Strictly Positive Annotations
Sometimes it is useful to parameterize an inductive definition with a
type function, without introducing a non-positive definition as we did
in also_non_pos
above.
For example, the definition below introduces a type free f a
, a
form of a tree whose leaf nodes contain a
values, and whose
internal nodes branch according the type function f
.
noeq
type free (f:([@@@ strictly_positive] _:Type -> Type))
(a:Type)
: Type =
| Leaf : a -> free f a
| Branch : f (free f a) -> free f a
We can instantiate this generic free
to produce various kinds of
trees. Note: when instantiating free list a
in
variable_branching_list
below, we need to explicitly re-define the
list
type with a strict-positivity annotation: F* does not
correctly support rechecking type constructors to prove that they are
strictly positive when they are used at higher order.

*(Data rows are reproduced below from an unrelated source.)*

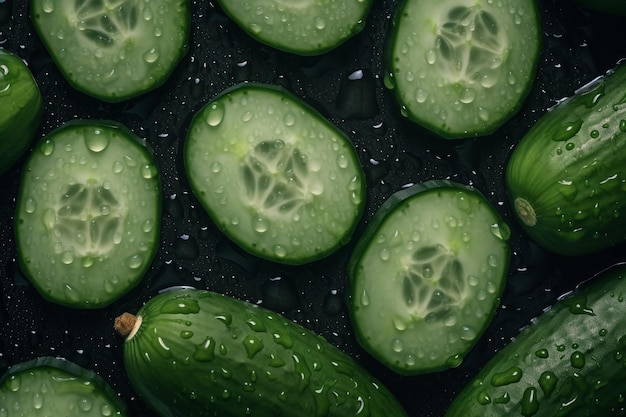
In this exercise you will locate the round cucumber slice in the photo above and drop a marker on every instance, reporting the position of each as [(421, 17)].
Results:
[(276, 177), (114, 50), (426, 276), (88, 213), (462, 68), (302, 27), (49, 386), (20, 109)]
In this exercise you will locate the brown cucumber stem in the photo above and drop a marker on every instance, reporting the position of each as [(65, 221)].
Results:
[(127, 324)]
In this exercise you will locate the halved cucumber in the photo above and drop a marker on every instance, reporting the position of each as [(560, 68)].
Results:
[(88, 213), (276, 177), (49, 386), (462, 68), (114, 50), (303, 27), (20, 108), (426, 276)]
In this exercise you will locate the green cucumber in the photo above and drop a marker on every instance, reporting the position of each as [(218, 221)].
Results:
[(462, 68), (198, 353), (275, 176), (88, 213), (114, 50), (426, 276), (568, 362), (20, 109), (302, 27), (566, 179), (49, 386)]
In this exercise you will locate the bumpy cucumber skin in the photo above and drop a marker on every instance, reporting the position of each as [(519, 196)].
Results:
[(339, 213), (65, 382), (402, 201), (297, 32), (566, 179), (568, 362), (20, 109), (198, 353)]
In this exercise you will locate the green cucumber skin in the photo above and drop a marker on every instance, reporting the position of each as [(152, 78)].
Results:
[(49, 386), (21, 109), (198, 353), (571, 359), (570, 168)]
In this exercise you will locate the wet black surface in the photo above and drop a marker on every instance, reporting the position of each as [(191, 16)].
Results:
[(578, 46)]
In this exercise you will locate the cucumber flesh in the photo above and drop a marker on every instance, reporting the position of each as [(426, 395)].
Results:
[(275, 176), (462, 68), (88, 213), (114, 50), (20, 109), (426, 276), (303, 27), (49, 386), (568, 362)]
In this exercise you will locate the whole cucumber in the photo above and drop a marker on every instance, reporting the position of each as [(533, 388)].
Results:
[(198, 353), (571, 361), (567, 177)]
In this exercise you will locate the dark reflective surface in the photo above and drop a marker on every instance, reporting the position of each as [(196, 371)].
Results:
[(346, 85)]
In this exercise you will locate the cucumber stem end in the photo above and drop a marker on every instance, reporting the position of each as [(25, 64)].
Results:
[(525, 211), (127, 325)]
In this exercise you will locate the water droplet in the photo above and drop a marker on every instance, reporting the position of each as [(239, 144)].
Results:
[(567, 130)]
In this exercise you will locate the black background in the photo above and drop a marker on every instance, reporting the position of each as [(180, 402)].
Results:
[(578, 45)]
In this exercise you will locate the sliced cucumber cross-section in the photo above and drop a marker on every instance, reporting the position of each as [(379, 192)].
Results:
[(88, 213), (276, 177), (426, 276), (114, 50), (462, 68)]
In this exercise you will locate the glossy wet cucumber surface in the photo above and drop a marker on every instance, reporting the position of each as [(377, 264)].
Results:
[(88, 213), (114, 50), (276, 176), (200, 353), (426, 276), (462, 68)]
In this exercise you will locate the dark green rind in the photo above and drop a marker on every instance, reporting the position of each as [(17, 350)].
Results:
[(442, 129), (91, 294), (20, 109), (259, 245), (48, 386), (205, 354), (571, 168), (320, 44), (400, 200), (576, 349)]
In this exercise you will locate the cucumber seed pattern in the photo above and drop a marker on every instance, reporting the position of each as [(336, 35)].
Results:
[(469, 45), (433, 283), (276, 179), (104, 22), (89, 220)]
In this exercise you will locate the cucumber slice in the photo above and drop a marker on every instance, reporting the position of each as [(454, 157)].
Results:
[(426, 276), (114, 50), (303, 27), (276, 177), (50, 386), (20, 109), (462, 68), (88, 214)]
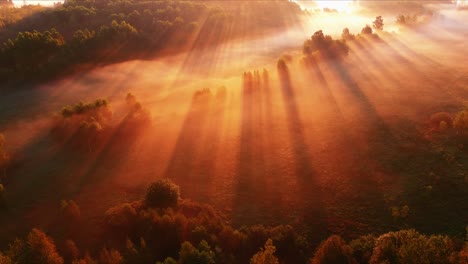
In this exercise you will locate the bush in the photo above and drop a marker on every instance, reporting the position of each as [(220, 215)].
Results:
[(460, 123), (324, 44), (38, 248), (162, 194), (202, 255), (409, 246), (437, 118), (367, 30), (266, 255), (362, 248), (334, 250)]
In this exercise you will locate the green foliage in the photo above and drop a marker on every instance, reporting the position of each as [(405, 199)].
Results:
[(378, 23), (110, 257), (324, 44), (334, 250), (109, 31), (265, 255), (460, 123), (70, 210), (408, 246), (38, 248), (367, 30), (162, 194), (362, 248), (203, 254), (346, 35), (4, 157), (437, 118), (405, 20), (29, 51), (2, 196), (85, 108)]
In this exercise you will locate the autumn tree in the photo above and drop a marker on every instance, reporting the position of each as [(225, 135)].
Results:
[(409, 246), (334, 250), (162, 194), (319, 42), (2, 197), (460, 123), (111, 256), (203, 254), (37, 248), (265, 255), (346, 35), (4, 157), (378, 23), (367, 30)]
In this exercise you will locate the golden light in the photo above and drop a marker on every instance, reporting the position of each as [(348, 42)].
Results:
[(341, 6)]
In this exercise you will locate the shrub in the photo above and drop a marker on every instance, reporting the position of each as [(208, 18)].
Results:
[(266, 255), (333, 250), (324, 44), (162, 194), (362, 248), (202, 255), (460, 122), (408, 246), (437, 118), (38, 248), (367, 30), (378, 23)]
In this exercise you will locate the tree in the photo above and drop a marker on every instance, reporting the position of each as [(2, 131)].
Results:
[(334, 250), (367, 30), (378, 23), (2, 196), (346, 35), (265, 255), (162, 194), (110, 257), (38, 248), (4, 156), (362, 248), (460, 123), (70, 210), (188, 254), (409, 246), (324, 44)]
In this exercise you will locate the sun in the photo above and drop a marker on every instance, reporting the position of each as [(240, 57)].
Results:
[(338, 5)]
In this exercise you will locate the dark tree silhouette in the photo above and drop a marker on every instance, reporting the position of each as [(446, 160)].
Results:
[(378, 23), (162, 194), (367, 30)]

let binary_tree (a:Type) = free (fun t -> t & t) a
let list_redef ([@@@strictly_positive] a:Type) = list a
let variable_branching_list a = free list_redef a
let infinite_branching_tree a = free (fun t -> nat -> t) a
However, we should only be allowed to instantate f
with type
functions that are strictly positive in their argument, since otherwise
we can build a proof of False
, as we did with
also_non_pos
. The @@@strictly_positive
attribute on the
formal parameter of f
enforces this.
If we were to try to instantiate free
with a non-strictly positive
type function,
let free_bad = free (fun t -> (t -> False)) int
then F* raises an error:
Binder (t: Type) is marked strictly positive, but its use in the definition is not
Unused Annotations
Sometimes one indexes a type by another type, though the index has no
semantic meaning. For example, in several F* developments that model
mutable state, the a heap reference is just a natural number modeling
its address in the heap. However, one might use the type let ref
(a:Type) = nat
to represent the type of a reference, even though the
type a
is not used in the definition. In such cases, it can be
useful to mark the parameter as unused, to inform F*’s positivity
checker that the type index is actually irrelevant. The snippet below
shows an example:
irreducible
let ref ([@@@unused] a:Type) = nat
noeq
type linked_list (a:Type) =
| LL : ref (a & linked_list a) -> linked_list a
noeq
type neg_unused =
| NU : ref (neg_unused -> bool) -> neg_unused
Here, we’ve marked the parameter of ref
with the unused
attribute. We’ve also marked ref
as irreducible
just to
ensure for this example that F* does not silently unfold the
definition of ref
.
Now, knowing that the parameter of ref
is unused, one can define
types like linked_list a
, where although linked_list a
appears
as an argument to the ref
type, the positivity checker accepts it,
since the parameter is unused. This is similar to the use of a
strictly_positive
annotation on a parameter.
However, with the unused
attribute, one can go further: e.g., the
type neg_unused
shows that even a negative occurrence of the
defined type is accepted, so long as it appears only as an
instantiation of an unused parameter.